Il bollo auto è stato uno dei grandi esclusi dai provvedimenti contenuti nel decreto Cura Italia che di fatto non ha previsto alcuna misura che andasse incontro ai milioni di italiani che possiedono un veicoli e che in questo periodo di emergenza e di crisi devono fare i conti anche con questo balzello.

Bollo auto: alcune regioni sospendono il pagamento

In linea con le anticipazioni e le indiscrezioni già circolate nei giorni scorsi, le regioni, ma non tutte, hanno deciso di muoversi in autonomia, essendo peraltro le beneficiarie della tassa automobilistica.

Diversi organi regionali hanno così deciso di accogliere positivamente le richieste giunte dall'Unasca, l'associazione nazionale degli studi di consulenza automobilistica e delle autoscuole.

Quest'ultima da una parte aveva lamentato l'assenza di indicazioni sul bollo auto nel DL Cura Italia e dall'altra aveva sollecitato proprio una proroga del pagamento che tra l'altro avverrebbe in un momento in cui non si può utilizzare il veicolo per il quale si versa la tassa, viste le restrizioni decise per contenere la diffusione del coronavirus.

Bollo auto: Piemonte prima a muoversi.

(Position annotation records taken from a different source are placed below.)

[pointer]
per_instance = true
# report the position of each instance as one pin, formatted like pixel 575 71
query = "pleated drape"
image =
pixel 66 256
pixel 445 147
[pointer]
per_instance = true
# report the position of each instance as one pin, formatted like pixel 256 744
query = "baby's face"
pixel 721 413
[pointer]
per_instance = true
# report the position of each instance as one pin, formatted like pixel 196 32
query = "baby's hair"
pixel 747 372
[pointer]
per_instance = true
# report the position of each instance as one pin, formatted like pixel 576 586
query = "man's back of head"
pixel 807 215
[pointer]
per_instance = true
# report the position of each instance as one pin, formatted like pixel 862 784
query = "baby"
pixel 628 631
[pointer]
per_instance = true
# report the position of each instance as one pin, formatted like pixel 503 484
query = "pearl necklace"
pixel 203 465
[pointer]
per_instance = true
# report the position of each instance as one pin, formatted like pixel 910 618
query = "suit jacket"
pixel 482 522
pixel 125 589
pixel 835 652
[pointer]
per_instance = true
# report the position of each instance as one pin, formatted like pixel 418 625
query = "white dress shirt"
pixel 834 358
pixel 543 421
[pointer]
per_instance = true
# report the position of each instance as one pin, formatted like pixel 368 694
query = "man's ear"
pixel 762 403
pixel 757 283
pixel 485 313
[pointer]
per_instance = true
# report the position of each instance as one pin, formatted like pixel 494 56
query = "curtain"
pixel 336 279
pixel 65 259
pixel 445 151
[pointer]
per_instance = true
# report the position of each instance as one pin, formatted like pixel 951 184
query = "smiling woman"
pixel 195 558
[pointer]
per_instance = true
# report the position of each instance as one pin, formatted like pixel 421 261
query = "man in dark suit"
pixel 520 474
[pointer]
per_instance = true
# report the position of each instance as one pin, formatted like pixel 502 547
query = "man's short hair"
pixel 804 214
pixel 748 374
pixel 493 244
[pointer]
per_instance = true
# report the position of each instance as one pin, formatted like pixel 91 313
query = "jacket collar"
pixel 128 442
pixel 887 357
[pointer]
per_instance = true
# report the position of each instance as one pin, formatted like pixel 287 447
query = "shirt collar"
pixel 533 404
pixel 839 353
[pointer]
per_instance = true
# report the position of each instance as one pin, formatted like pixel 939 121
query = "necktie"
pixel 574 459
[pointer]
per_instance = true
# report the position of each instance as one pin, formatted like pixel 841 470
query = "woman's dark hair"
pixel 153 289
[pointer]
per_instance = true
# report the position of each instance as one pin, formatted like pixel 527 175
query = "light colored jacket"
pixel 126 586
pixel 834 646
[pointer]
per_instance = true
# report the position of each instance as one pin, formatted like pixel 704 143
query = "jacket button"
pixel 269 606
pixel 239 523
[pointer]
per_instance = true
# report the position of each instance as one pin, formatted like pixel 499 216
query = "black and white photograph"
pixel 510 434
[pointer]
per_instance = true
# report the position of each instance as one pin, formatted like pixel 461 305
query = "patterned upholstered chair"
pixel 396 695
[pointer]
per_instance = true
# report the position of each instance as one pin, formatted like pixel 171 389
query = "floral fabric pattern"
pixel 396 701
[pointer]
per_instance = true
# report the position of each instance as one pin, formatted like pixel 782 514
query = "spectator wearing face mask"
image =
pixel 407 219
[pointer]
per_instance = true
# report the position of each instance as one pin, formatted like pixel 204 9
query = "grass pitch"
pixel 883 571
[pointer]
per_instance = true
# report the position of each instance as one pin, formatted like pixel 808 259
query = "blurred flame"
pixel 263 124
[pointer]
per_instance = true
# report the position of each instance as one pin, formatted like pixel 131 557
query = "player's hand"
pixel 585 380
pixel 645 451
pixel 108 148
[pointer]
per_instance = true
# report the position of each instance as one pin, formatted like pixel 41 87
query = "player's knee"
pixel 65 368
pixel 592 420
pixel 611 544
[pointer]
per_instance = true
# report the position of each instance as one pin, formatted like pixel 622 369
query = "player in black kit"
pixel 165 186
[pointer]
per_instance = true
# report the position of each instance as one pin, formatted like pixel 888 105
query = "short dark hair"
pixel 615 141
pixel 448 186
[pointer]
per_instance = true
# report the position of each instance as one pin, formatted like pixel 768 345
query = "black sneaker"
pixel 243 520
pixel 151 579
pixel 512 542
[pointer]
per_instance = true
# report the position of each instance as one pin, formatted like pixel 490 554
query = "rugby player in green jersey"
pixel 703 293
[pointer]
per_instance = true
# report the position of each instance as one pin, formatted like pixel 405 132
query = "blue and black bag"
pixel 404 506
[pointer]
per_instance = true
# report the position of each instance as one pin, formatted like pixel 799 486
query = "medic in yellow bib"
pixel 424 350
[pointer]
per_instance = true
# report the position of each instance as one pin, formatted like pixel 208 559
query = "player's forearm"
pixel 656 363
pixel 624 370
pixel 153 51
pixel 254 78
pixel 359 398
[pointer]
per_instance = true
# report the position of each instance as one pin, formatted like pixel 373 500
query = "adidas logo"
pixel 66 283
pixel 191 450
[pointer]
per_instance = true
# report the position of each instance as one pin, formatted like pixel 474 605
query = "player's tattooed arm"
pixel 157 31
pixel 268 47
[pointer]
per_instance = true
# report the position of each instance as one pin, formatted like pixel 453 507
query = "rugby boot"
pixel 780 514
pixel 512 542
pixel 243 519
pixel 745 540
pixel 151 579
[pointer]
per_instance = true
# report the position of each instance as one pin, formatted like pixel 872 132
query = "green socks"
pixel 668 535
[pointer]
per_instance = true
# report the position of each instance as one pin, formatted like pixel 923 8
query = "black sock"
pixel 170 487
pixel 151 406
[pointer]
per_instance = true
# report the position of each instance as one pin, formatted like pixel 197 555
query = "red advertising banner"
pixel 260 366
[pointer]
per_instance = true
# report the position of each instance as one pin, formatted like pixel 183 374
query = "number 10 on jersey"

Sospensione fino al 30 giugno

La prima regione a prendere una posizione è stata il Piemonte, la cui Giunta ha deliberato ieri che il pagamento del bollo auto dovuto nei mesi di marzo, aprile e maggio 2020 è sospeso fino al 30 giugno, termine entro cui poter effettuare il versamente senza l'applicazione di sanzioni, interessi e oneri aggiuntivi.

La regione Piemonte ha disposto inoltre che per i contribuenti con un piano di rateizzazione è previsto il posticipo del pagamento delle rate con scadenza nei mesi di marzo, aprile e maggio al ventottesimo giorno dei tre mesi successivi all’ultima scadenza prevista.

In aggiunta a ciò, sono sospesi fino al 31 maggio 2020 i termini di versamento derivanti da ingiunzioni di pagamento emesse da Soris S.p.A e le attività aventi rilevanza esterna di liquidazione, controllo, accertamento, riscossione e contenzioso dei tributi regionali.

Bollo auto: anche Emilia Romagna e Toscana prorogano al 30 giugno

L'esempio del Piemonte è stato seguito anche dall'Emilia Romagna che ha disposto la proroga fino al 30 giugno del pagamento della tassa automobilistica con scadenza dall'8 marzo al 31 maggio 2020.

Come spiegato dall'assessore al Bilancio dell'Emilia Romagna, Paolo Calvano, "Abbiamo deciso di procrastinarne il pagamento per risparmiare ai contribuenti un ulteriore motivo di difficoltà, soprattutto in considerazione delle ripercussioni che stanno già subendo non solo sotto l'aspetto sanitario ma anche dal punto di vista economico e sociale".

Tra le prime regioni a spostare la scadenza del pagamento del bollo auto c'è anche la Toscana.
La giunta regionale riunitasi oggi ha deciso di dare più tempo, e precisamente fino al 30 giugno, per il versamento del bollo auto.

L'assessore al bilancio della Toscana, Vittori Bugli, ha dichiarato: "Ci siamo mossi in armonia con i provvedimenti del Governo che, vista l'emergenza Covid-19, ha deciso la sospensione degli adempimenti e versamenti fiscali: una misura che vuole contenere gli effetti economici collaterali della pandemia che è in corso". 

Lombardia: slitta al 30/6 pagamento bollo auto e tasse regionali

Buone notizie anche dalla Lombardia che ha deciso di far slittare anch'essa al 30 giugno il termine ultimo per il pagamento non solo del bollo auto, ma di tutte le tasse regionali, tra cui rientrano l'ecotassa sui rifiuti, l'Irap, l'addizionale regionale Irpef e la tassa sulle concessioni.

Bollo auto: Marche la regione più generosa

La più generosa al momento è stata la regione Marche, visto che la giunta ha deciso di posticipare il pagamento del bollo auto e di altri tributi minori al 31 luglio, un mese più in là di quello indicato dalle altre realtà regionali che si sono mosse nella stessa direzione.

Le suddette Regioni che hanno deliberato una proroga del pagamento, hanno precisato che non è previsto alcun rimborso per chi ha già versato la tassa automobilistica.